July 1 is fast approaching, bringing a new fiscal year for many libraries around the country. However, that’s the only certainty in many communities as advocates tenaciously continue their campaigns to keep as many library facilities open and staffed as possible.
- The libraries of New York City, Brooklyn, and Queens are rallying supporters on the front pages of their websites and elsewhere online to keep public attention on a threatened $81-million cut to the three systems that would close more than a dozen branches, drastically reduce service hours, and eliminate the jobs of hundreds of library workers. While library administrators continue making their case to elected officials in public testimony and behind closed doors, grassroots advocates have organized a 24-hour “We Will Not Be Shushed” read-in from 5 p.m. Eastern June 12 to 5 p.m. June 13 on the steps of Brooklyn Public Library’s Central Library.

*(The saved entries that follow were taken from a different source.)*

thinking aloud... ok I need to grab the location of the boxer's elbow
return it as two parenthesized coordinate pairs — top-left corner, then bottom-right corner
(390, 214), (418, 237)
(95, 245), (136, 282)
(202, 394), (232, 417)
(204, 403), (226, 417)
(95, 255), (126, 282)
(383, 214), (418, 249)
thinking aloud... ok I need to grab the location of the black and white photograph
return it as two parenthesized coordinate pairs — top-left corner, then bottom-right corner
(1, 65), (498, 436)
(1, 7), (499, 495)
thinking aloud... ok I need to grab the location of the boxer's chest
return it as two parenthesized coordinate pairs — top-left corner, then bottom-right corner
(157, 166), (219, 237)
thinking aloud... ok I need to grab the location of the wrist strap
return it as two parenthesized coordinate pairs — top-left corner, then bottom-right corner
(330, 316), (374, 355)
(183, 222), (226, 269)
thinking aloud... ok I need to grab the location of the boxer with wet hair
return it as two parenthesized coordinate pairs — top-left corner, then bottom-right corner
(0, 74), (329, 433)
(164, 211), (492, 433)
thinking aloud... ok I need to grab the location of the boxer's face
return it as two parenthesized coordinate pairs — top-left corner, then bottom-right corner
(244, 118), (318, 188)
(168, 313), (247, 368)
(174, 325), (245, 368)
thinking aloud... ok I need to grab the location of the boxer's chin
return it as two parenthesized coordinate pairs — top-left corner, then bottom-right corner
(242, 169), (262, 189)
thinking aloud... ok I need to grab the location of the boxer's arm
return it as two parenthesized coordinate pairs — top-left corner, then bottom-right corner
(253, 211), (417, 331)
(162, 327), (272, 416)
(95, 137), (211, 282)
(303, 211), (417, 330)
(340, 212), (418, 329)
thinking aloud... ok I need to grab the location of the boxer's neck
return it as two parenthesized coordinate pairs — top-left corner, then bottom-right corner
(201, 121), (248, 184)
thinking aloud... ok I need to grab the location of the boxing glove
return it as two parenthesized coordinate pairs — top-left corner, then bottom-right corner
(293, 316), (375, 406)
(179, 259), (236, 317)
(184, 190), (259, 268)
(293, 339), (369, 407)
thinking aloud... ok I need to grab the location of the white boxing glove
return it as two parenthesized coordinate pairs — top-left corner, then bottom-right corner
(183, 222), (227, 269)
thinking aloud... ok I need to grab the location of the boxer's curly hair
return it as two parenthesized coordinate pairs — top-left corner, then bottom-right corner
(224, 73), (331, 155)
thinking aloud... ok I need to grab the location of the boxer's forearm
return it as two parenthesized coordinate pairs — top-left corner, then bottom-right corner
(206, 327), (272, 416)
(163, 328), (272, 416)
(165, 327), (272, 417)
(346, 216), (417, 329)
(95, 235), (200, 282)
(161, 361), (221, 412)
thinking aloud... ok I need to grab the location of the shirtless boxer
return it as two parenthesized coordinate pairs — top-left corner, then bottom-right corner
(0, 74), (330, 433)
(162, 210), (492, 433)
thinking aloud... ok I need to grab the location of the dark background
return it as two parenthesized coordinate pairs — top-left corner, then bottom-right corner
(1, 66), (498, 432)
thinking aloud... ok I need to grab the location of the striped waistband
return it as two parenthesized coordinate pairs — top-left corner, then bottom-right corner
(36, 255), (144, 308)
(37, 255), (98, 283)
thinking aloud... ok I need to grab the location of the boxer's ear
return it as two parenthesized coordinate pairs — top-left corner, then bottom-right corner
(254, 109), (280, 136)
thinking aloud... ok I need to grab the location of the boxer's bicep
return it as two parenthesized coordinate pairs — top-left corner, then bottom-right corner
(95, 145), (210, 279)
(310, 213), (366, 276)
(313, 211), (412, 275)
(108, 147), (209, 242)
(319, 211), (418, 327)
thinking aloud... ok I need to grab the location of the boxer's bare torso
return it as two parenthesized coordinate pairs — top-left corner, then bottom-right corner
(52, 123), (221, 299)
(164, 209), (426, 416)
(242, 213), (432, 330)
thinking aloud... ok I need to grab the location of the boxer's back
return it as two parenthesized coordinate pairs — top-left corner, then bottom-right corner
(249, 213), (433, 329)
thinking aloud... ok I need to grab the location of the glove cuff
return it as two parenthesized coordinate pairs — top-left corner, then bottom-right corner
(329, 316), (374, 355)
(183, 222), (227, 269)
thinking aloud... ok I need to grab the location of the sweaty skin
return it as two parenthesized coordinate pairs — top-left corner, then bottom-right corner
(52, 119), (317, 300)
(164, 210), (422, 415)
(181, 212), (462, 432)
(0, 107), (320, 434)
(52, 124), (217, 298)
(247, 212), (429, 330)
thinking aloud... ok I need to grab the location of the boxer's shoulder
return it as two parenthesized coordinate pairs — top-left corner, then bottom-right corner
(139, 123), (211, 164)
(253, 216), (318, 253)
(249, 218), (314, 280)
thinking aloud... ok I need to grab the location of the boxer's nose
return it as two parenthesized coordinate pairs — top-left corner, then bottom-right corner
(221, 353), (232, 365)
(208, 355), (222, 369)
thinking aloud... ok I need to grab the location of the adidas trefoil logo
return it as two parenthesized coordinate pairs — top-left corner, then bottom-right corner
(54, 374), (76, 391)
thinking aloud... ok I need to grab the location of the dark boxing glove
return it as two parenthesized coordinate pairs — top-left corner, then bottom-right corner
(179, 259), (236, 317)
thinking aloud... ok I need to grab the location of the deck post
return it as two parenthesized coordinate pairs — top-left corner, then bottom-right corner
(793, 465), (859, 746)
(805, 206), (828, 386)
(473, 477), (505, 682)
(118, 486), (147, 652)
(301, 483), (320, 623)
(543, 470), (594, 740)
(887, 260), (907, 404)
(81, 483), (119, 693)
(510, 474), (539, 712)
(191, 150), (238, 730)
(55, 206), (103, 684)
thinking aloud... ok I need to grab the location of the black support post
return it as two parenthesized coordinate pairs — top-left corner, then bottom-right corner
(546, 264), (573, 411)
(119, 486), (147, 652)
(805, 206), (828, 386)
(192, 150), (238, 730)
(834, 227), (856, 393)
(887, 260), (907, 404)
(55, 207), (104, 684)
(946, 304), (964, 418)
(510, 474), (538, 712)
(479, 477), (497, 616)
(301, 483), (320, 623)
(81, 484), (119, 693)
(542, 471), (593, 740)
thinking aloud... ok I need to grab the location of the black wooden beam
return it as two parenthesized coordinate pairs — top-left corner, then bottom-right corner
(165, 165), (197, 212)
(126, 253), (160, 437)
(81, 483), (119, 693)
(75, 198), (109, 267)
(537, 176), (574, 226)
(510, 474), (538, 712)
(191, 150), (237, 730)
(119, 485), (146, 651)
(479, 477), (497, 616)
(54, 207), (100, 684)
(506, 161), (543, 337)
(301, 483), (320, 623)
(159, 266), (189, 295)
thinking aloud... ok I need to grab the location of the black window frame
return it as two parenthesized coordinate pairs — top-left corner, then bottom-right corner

- State legislators in New Jersey have been indicating their support for restoring at least some of the $10.4 million in state aid to public libraries that Gov. Chris Christie has removed from the FY2011 budget. "It's still early in the dance," Assembly Speaker Sheila Oliver (D-Essex) said in the June 6 Newark Star-Ledger of negotiations that are anticipated to culminate in a budget passed by June 24 for the governor's signature.
- Although the board of the Boston Public Library approved the closure of four libraries in April as a less draconian solution to the city’s fiscal woes than shuttering up to 10, the library Friends remain determined to keep as many of the targeted four facilities open as possible. More than 200 library lovers gathered June 3 in front of city hall to express opposition to the closures, and heard from several sympathetic elected officials. “We’re going to say no, they don’t have to close,” Massachusetts State Rep. Linda Dorcena Forry (D-Suffolk) told advocates outside the building. Inside, Council member Mark Ciommo asserted to library CEO Amy Ryan, “We can find a way to keep these libraries open,” according to the June 4 Boston Globe.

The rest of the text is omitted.